Carrot soup might not sound appealing, but what about roasted carrots, with a sweet, smokey, turmeric flavour that melt in your mouth when blended with peanut butter and chickpeas?
Ingredients (serves 4)
- 1 ½ pound (around 8) carrots, peeled and halved
- 1 tablespoon turmeric
- ½ teaspoon cinnamon
- 3 tablespoons olive oil
- 1 l vegetable broth or water
- 1 can (400 gr) chickpea, drained
- 3 tablespoons peanut butter
- ½ teaspoon honey
- yogurt, for serving
- parsley/coriander, for serving
- Preheat the oven to 220 C
- Toss the carrots with turmeric, olive oil, and cinnamon on a rimmed baking sheet. Season with salt. Roast, tossing occasionally, until tender and browned, around 30 minutes. Chop the carrots into smaller pieces.

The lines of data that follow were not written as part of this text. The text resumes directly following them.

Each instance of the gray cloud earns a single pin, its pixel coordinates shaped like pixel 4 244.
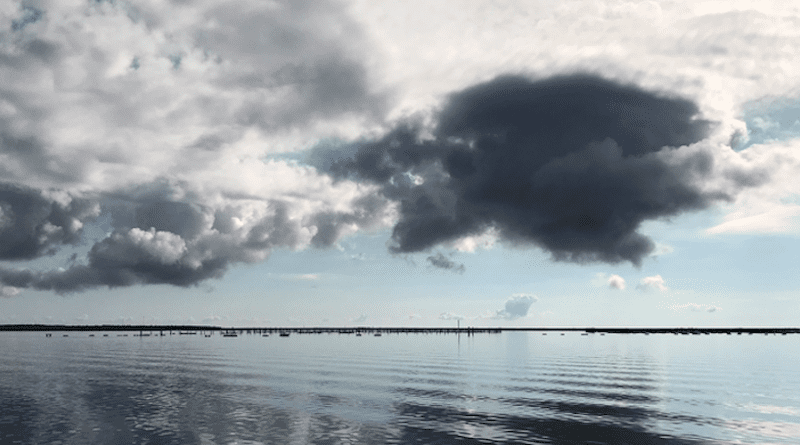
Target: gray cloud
pixel 34 223
pixel 442 262
pixel 516 307
pixel 572 164
pixel 157 239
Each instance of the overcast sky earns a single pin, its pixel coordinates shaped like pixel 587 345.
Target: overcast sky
pixel 317 162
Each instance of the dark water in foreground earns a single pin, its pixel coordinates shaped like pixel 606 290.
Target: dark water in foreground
pixel 514 387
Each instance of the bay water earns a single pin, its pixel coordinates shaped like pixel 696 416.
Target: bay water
pixel 506 388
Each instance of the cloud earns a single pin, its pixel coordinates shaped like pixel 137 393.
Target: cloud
pixel 450 316
pixel 616 282
pixel 442 262
pixel 516 307
pixel 654 282
pixel 34 223
pixel 360 319
pixel 8 291
pixel 695 307
pixel 162 117
pixel 572 164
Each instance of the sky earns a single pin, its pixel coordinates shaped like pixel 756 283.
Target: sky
pixel 400 163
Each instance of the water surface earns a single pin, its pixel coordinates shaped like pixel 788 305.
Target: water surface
pixel 514 387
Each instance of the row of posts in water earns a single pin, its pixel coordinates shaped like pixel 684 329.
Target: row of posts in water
pixel 207 331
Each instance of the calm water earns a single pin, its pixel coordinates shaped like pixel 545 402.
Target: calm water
pixel 513 387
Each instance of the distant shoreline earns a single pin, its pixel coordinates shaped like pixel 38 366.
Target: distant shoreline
pixel 399 330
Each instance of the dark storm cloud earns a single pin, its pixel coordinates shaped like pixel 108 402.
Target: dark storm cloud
pixel 572 164
pixel 442 262
pixel 33 224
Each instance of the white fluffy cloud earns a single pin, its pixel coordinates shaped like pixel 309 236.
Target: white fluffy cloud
pixel 695 307
pixel 616 282
pixel 516 307
pixel 186 110
pixel 655 282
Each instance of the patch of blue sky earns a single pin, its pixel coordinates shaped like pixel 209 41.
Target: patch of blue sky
pixel 770 119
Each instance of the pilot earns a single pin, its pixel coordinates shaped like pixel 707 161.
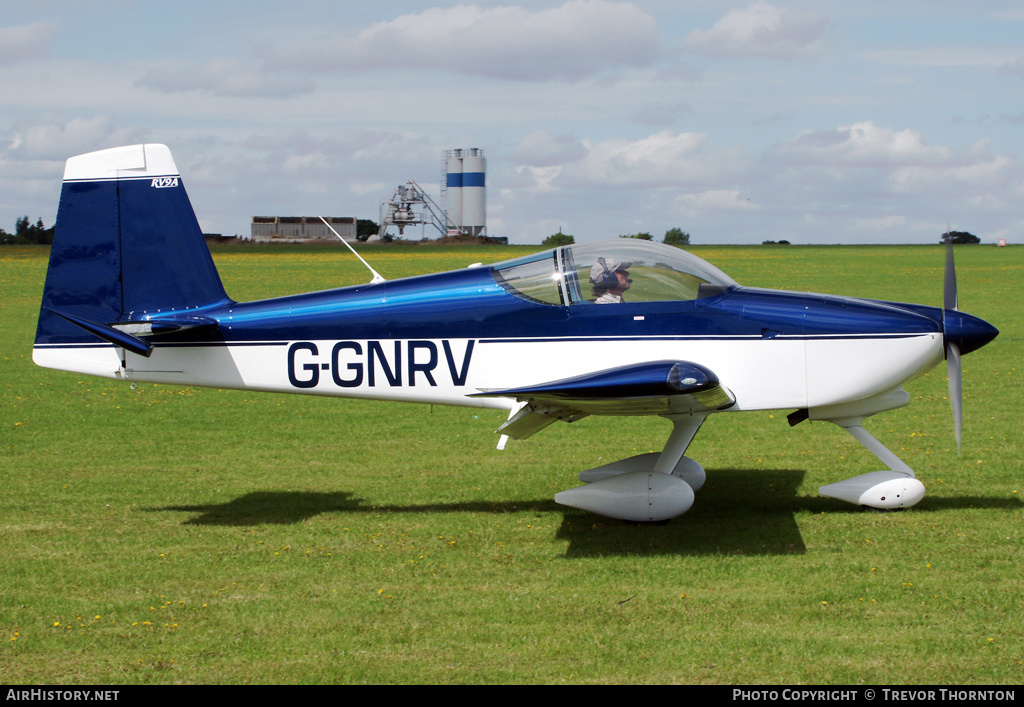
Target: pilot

- Boil the broth in a medium pot. Add the carrots and ½ can chickpeas. Cook 10 minutes, until flavors combined.
- Stir in the peanut butter and honey. Blend until the soup is very smooth, 1-2 minutes. Season with salt according to your taste.
- Toss the remaining chickpea with 1 teaspoon olive oil and salt.
- Divide the hot soup among bowls. Spoon a dollop of yogurt into the center of each. Serve with some parsley or coriander.